All of lore.kernel.org
 help / color / mirror / Atom feed
* [Patch net 00/16] net_sched: fix races with RCU callbacks
@ 2017-10-27  1:24 Cong Wang
  2017-10-27  1:24 ` [Patch net 01/16] net_sched: introduce a workqueue for RCU callbacks of tc filter Cong Wang
                   ` (17 more replies)
  0 siblings, 18 replies; 36+ messages in thread
From: Cong Wang @ 2017-10-27  1:24 UTC (permalink / raw)
  To: netdev
  Cc: Chris Mi, Cong Wang, Daniel Borkmann, Jiri Pirko, John Fastabend,
	Jamal Hadi Salim, Paul E. McKenney

Recently, the RCU callbacks used in TC filters and TC actions keep
drawing my attention, they introduce at least 4 race condition bugs:

1. A simple one fixed by Daniel:

commit c78e1746d3ad7d548bdf3fe491898cc453911a49
Author: Daniel Borkmann <daniel@iogearbox.net>
Date:   Wed May 20 17:13:33 2015 +0200

    net: sched: fix call_rcu() race on classifier module unloads

2. A very nasty one fixed by me:

commit 1697c4bb5245649a23f06a144cc38c06715e1b65
Author: Cong Wang <xiyou.wangcong@gmail.com>
Date:   Mon Sep 11 16:33:32 2017 -0700

    net_sched: carefully handle tcf_block_put()

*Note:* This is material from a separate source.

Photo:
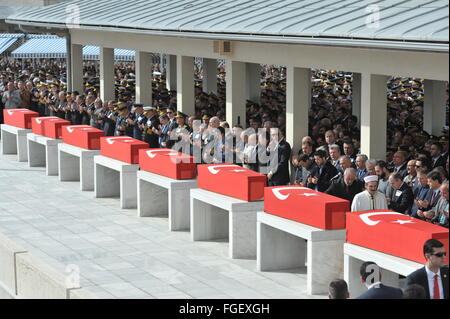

3. Two more bugs found by Chris:
https://patchwork.ozlabs.org/patch/826696/
https://patchwork.ozlabs.org/patch/826695/

Usually RCU callbacks are simple, however for TC filters and actions,
they are complex because at least TC actions could be destroyed
together with the TC filter in one callback. And RCU callbacks are
invoked in BH context, without locking they are parallel too. All of
these contribute to the cause of these nasty bugs.

Alternatively, we could also:

a) Introduce a spinlock to serialize these RCU callbacks. But as I
said in commit 1697c4bb5245 ("net_sched: carefully handle
tcf_block_put()"), it is very hard to do because of tcf_chain_dump().
Potentially we need to do a lot of work to make it possible (if not
impossible).

b) Just get rid of these RCU callbacks, because they are not
necessary at all, callers of these call_rcu() are all on slow paths
and holding RTNL lock, so blocking is allowed in their contexts.
However, David and Eric dislike adding synchronize_rcu() here.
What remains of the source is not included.